A LITTLE TOO CLOSE TO GOD

The Thrills and Panic of a Life in Israel

by David Horovitz

Pub Date: May 2nd, 2000
ISBN: 0-375-40381-7
Publisher: Knopf

An entertaining memoir about life in Israel, highly politicized (of course).

David Horovitz, editor of the Jerusalem Report, Israel's only English-language magazine, was chief editor of Shalom, Friend (1996). In that book Yitzhak Rabin is noted for his decades of imperiously dismissing Palestinian Arab demands and ignoring the nationalist Israeli camp. By this book, Rabin has been `mythologized,` Netanyahu demonized (his `racist` followers, Horovitz maintains, were accomplices of Rabin's assassination), and Barak anointed the hope of the land-for-peace camp. The author admits this is `not a comprehensive picture of Israel… it is my Israel, my Western immigrant's Israel…my prejudices.` Despite this admission, the memoir is admirable for airing contrary opinions. Much of Horowitz’s politics is personalized by fear for his sons serving in a war, yet he has the integrity to quote an Ethiopian soldier saying: `I am honored to be an Israeli soldier.` Similarly, the memoir echoes the magazine's antipathy toward Orthodox Jewry's religious coercion, although the author's Ultra-Orthodox cousin presents an articulate defense. Horovitz's Reform Judaism is largely to `inoculate` his children against the virus of fundamentalism carried by too many fanatic `pick-up artists` in his native Jerusalem. A scarier threat was provided by Saddam's Scuds, but, depicting the dangerously reckless drivers, the ubiquitous car thieves and suicide bombers, the rude clerks and inept immigrant army conscripts, Horovitz manages to convey daily life in frenetic Israel with good humor.

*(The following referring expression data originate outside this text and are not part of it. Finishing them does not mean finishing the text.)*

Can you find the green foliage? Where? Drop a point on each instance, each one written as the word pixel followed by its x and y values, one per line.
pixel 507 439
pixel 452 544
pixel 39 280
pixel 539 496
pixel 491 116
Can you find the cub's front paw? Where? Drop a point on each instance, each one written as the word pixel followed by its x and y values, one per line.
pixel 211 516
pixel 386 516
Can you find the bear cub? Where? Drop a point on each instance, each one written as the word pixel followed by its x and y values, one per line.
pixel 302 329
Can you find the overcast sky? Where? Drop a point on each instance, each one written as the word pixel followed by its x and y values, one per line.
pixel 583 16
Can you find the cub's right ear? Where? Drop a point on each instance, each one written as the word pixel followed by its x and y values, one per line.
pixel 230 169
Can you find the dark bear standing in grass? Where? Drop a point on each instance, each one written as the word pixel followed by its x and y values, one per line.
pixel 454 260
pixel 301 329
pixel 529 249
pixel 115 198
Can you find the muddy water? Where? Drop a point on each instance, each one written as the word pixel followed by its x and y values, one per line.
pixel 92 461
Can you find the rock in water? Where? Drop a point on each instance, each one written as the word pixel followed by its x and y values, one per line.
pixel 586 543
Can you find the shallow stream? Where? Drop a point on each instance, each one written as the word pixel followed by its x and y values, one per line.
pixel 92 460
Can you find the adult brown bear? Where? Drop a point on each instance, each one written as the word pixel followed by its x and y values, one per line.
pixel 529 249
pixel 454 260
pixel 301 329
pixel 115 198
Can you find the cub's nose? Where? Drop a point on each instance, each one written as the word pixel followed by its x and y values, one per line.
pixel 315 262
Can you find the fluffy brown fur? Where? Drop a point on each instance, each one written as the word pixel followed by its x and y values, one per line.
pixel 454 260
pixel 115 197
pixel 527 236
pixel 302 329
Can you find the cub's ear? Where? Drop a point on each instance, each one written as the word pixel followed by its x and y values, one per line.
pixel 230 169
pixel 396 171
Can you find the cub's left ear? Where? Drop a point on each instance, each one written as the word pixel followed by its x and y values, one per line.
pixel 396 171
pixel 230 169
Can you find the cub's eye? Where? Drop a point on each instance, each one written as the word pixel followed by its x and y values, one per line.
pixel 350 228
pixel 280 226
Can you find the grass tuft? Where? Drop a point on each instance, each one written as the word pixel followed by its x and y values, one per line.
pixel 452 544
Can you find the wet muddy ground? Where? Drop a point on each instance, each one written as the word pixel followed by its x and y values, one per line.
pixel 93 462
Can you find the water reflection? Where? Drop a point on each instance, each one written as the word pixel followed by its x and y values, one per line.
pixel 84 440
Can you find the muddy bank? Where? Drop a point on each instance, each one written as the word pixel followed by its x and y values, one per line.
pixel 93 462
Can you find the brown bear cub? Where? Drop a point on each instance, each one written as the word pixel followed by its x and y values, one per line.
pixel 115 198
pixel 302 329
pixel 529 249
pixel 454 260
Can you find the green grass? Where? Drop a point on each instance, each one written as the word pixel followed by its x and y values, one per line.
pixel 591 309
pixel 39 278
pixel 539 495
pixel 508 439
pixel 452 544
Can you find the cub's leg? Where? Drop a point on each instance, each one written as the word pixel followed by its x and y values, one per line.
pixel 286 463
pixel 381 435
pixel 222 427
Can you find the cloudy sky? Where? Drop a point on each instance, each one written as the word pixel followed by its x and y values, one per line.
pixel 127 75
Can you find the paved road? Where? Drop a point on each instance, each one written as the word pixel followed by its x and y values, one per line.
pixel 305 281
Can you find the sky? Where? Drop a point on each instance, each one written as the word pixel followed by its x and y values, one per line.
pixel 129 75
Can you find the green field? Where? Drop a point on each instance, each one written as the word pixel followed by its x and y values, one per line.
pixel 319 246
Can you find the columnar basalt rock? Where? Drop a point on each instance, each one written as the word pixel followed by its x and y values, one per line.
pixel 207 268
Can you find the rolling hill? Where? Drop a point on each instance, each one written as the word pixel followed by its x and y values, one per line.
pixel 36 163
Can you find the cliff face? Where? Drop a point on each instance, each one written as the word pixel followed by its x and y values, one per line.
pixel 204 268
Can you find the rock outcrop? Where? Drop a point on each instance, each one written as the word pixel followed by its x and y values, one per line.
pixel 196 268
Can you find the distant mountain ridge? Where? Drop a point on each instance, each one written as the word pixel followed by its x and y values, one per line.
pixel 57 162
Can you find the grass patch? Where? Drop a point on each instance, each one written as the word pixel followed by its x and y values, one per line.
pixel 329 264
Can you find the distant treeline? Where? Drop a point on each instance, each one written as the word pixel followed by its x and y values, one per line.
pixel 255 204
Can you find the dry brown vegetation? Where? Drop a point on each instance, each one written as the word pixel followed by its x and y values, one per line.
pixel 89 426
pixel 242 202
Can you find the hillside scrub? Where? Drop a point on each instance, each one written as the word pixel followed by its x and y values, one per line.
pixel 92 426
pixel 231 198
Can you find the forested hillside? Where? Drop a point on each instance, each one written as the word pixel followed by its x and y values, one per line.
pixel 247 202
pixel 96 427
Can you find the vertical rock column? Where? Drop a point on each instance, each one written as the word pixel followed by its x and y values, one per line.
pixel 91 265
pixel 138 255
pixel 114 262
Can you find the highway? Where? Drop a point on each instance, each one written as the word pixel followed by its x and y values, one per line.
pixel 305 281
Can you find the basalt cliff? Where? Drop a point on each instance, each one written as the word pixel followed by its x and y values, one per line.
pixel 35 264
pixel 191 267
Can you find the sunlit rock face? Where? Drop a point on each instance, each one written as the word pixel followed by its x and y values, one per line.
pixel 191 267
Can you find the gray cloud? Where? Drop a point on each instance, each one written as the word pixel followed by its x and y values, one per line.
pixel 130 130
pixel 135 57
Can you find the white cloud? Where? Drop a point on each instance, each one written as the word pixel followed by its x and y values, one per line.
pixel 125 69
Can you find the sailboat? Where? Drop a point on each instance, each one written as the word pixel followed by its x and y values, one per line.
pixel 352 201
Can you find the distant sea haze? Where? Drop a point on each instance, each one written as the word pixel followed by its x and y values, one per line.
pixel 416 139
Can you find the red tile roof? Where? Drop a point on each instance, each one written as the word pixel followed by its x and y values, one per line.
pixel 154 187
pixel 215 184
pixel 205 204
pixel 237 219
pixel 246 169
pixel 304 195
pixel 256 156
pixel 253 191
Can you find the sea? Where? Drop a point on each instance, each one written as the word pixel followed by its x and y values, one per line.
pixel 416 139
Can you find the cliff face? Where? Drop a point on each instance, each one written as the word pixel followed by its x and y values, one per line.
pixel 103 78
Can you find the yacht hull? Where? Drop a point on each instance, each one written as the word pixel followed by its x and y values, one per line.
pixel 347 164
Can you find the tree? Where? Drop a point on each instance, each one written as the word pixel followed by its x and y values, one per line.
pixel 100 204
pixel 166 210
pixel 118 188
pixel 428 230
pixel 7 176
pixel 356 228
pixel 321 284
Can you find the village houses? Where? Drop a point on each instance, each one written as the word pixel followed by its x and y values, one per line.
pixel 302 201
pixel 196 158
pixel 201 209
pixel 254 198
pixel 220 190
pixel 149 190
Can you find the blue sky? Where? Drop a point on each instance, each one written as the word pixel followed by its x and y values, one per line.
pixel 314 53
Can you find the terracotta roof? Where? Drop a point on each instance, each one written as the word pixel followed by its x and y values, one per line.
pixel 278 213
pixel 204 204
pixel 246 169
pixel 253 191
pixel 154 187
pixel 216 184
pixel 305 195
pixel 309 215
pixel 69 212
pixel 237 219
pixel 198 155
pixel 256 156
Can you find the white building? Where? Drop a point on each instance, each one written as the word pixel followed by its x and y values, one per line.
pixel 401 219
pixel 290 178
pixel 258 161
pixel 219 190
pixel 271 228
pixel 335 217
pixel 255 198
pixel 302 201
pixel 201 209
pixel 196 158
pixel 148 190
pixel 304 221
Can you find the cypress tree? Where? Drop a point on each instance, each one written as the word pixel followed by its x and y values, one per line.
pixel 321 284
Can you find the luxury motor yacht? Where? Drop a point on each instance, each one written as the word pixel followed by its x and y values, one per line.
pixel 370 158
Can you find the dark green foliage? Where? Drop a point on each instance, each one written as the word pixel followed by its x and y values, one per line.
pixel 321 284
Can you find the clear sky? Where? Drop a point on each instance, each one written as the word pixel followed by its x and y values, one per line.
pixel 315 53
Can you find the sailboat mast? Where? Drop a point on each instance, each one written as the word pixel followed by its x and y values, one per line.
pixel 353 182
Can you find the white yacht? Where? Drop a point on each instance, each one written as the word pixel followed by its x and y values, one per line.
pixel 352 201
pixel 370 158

Horovitz's breezy journalism is largely preaching to the saved, to other English-speaking left-leaning readers, and he misses the opportunity to convincingly champion the peace process with substance to support his wishes.

Even when sarcastic, Horovitz writes with too much sincere devotion to Israel's future promise to be mistaken for a brash young Western journalist temporarily slumming it in the Middle East.